“Anche Cristo vi ha accolti”

Predicazione tenuta il 16 maggio 2014 a Bergamo in occasione della Veglia contro l’omofobia

Il Dio della pazienza e della consolazione vi conceda di aver tra di voi un medesimo sentimento secondo Cristo Gesù,  affinché di un solo animo e d’una stessa bocca glorifichiate Dio, il Padre del nostro Signore Gesù Cristo. Perciò accoglietevi gli uni gli altri, come anche Cristo vi ha accolti per la gloria di Dio.

Romani 15,5-7

Cari fratelli e care sorelle,
stasera non siamo qui per un’abitudine o per far vedere quanto siamo “politicamente corretti”. Stasera siamo qui per predicare l’Evangelo a questa città. Non siamo qui stasera per fare dell’ideologia, ma per porci in ascolto della Parola di Dio. Non siamo qui stasera solo per piangere ma per ricordare chi ha sofferto perché diverso dagli altri, diverso da una presunta normale, chi ha sofferto per testimoniare Cristo e il suo amore e nel tempo stesso per gioire per il messaggio che l’Evangelo ci dà, un messaggio di accoglienza, speranza e amore per tutti e tutte.
«Viene il giorno in cui sarà forse impossibile parlare apertamente, ma noi pregheremo, faremo ciò che è giusto, il tempo di Dio verrà» scriveva dal carcere Dietrich Bonhoeffer poco prima di essere giustiziato dai nazisti.
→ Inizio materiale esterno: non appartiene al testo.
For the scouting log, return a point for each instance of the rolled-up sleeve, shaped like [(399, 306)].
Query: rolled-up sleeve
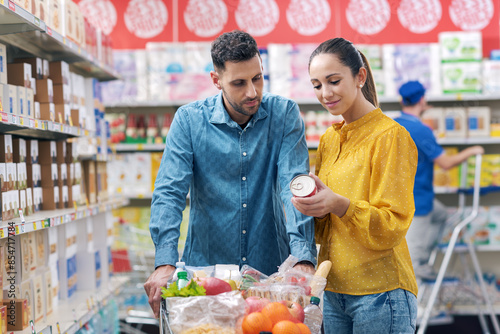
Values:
[(171, 188)]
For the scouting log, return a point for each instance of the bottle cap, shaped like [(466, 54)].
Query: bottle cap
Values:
[(315, 300)]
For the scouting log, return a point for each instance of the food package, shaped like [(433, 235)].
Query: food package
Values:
[(200, 314)]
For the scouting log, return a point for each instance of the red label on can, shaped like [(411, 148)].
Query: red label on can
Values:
[(303, 186)]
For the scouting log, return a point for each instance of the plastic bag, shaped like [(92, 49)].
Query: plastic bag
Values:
[(201, 314)]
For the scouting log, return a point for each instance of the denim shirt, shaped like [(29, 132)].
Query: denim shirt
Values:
[(239, 184)]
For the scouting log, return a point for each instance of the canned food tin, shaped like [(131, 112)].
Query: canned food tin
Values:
[(303, 186)]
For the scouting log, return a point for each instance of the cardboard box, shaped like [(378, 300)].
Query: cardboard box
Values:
[(36, 66), (32, 151), (47, 112), (30, 103), (3, 177), (44, 91), (11, 169), (50, 175), (13, 100), (62, 94), (6, 148), (89, 174), (22, 102), (56, 17), (29, 202), (19, 74), (59, 72), (34, 175), (50, 198), (4, 98), (3, 64), (22, 176), (47, 152), (19, 307), (19, 145), (37, 110), (37, 198)]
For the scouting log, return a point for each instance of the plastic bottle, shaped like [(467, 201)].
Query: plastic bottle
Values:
[(182, 280), (313, 316)]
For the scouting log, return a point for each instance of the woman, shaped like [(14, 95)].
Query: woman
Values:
[(364, 202)]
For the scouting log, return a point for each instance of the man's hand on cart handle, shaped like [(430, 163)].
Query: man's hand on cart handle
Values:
[(306, 267), (158, 279)]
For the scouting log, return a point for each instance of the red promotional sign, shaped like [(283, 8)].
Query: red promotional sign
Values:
[(416, 21), (131, 23)]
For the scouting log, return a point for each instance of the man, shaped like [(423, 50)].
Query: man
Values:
[(237, 153), (430, 214)]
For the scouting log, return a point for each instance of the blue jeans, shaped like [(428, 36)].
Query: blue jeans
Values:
[(388, 312)]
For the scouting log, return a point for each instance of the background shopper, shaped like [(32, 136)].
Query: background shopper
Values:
[(364, 205), (236, 153), (430, 214)]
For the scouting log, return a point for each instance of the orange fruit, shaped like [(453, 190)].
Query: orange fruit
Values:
[(286, 327), (256, 322), (303, 328), (276, 312)]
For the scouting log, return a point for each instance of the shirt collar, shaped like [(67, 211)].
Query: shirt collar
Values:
[(221, 116), (341, 128)]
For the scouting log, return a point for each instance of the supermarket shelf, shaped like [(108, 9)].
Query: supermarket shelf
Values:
[(28, 33), (73, 314), (35, 128), (138, 147), (430, 98), (46, 219)]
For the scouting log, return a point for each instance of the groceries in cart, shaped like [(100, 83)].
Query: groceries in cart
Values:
[(222, 299)]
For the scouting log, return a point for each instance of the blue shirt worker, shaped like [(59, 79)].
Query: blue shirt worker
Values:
[(430, 214), (236, 153)]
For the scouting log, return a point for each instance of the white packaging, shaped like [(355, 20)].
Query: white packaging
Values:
[(461, 77), (479, 119), (460, 45), (455, 122)]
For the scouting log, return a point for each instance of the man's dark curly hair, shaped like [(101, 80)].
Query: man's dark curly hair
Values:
[(233, 46)]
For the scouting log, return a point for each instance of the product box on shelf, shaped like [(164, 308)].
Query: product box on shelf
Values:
[(48, 112), (19, 74), (22, 176), (19, 145), (21, 100), (11, 169), (29, 202), (4, 98), (7, 149), (30, 103), (32, 151), (47, 152), (455, 122), (36, 66), (479, 121), (44, 91), (50, 198), (461, 77), (59, 72), (460, 45), (20, 308), (3, 64), (3, 177)]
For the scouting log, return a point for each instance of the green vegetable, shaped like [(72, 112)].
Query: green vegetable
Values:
[(192, 289)]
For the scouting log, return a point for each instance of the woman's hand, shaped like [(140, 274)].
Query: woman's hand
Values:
[(325, 201)]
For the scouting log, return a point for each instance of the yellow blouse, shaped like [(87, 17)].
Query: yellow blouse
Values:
[(372, 162)]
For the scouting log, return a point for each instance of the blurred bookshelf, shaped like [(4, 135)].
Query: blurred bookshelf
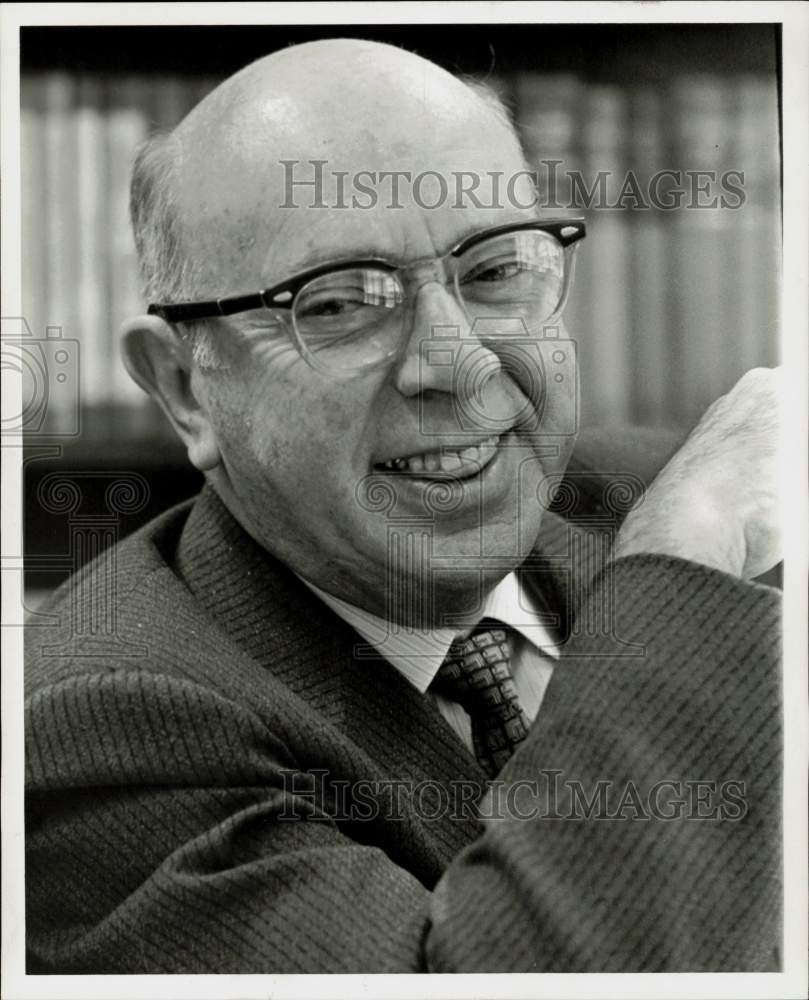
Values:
[(669, 307)]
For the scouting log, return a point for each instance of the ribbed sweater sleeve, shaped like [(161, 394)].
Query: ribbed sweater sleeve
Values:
[(160, 836), (635, 888)]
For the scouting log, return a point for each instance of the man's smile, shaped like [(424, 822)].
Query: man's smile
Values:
[(445, 462)]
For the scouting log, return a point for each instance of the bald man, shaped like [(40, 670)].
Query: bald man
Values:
[(284, 762)]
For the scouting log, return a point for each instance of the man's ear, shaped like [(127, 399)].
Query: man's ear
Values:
[(161, 363)]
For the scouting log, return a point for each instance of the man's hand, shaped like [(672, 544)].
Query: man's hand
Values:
[(716, 501)]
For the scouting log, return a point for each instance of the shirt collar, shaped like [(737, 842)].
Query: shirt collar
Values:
[(418, 653)]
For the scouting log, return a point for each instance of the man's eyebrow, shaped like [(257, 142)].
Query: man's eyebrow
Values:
[(320, 257)]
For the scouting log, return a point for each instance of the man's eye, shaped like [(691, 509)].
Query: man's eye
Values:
[(328, 307), (494, 272)]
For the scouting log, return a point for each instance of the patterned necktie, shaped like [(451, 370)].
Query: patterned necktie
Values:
[(476, 674)]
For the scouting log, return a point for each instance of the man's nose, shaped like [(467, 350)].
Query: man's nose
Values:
[(441, 347)]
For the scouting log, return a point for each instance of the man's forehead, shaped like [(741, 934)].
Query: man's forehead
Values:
[(299, 180)]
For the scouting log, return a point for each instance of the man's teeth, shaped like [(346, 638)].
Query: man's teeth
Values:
[(476, 455)]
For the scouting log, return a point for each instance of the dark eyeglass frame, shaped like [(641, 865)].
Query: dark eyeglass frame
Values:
[(282, 296)]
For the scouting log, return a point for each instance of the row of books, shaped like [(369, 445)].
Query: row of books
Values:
[(676, 293)]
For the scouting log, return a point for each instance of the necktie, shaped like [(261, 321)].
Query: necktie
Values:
[(477, 675)]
Gli stessi nazisti – o persone che si presumono tali – che qui a Bergamo e a Roma hanno offeso e imbrattato le nostre chiese, schernito gli omosessuali e i transessuali, volendo metterci paura, volendo intimidirci, farci desistere da questa nostra testimonianza. Beati voi, quando vi insulteranno e vi perseguiteranno e, mentendo, diranno contro di voi ogni sorta di male per causa mia. Rallegratevi e giubilate, perché il vostro premio è grande nei cieli;
poiché così hanno perseguitato i profeti che sono stati prima di voi. (Mt 5,11-12) ha detto Gesù, il cammino per seguire le sue orme non è un letto di soffici piume ma è l’arduo sentiero della coerenza e della dignità di ogni singolo essere umano in un mondo che disprezza, discrimina, sfrutta e che adora solo il vitello d’oro, l’idolo del successo, del profitto, dell’omologazione. E noi siamo qui a dire qualcosa che non è nella logica del mondo, ma è contro il mondo, contro la tradizione, contro le mentalità radicate, contro una religiosità pagana che ci circonda. Chi confida nell’amore di Dio non ha paura né di queste cose né di offese ed atti ancora più gravi perché è nella speranza, anzi nella certezza che il tempo di Dio verrà e sa che l’amore non può che sopraffare l’odio e gli steccati che gli esseri umani si costruiscono.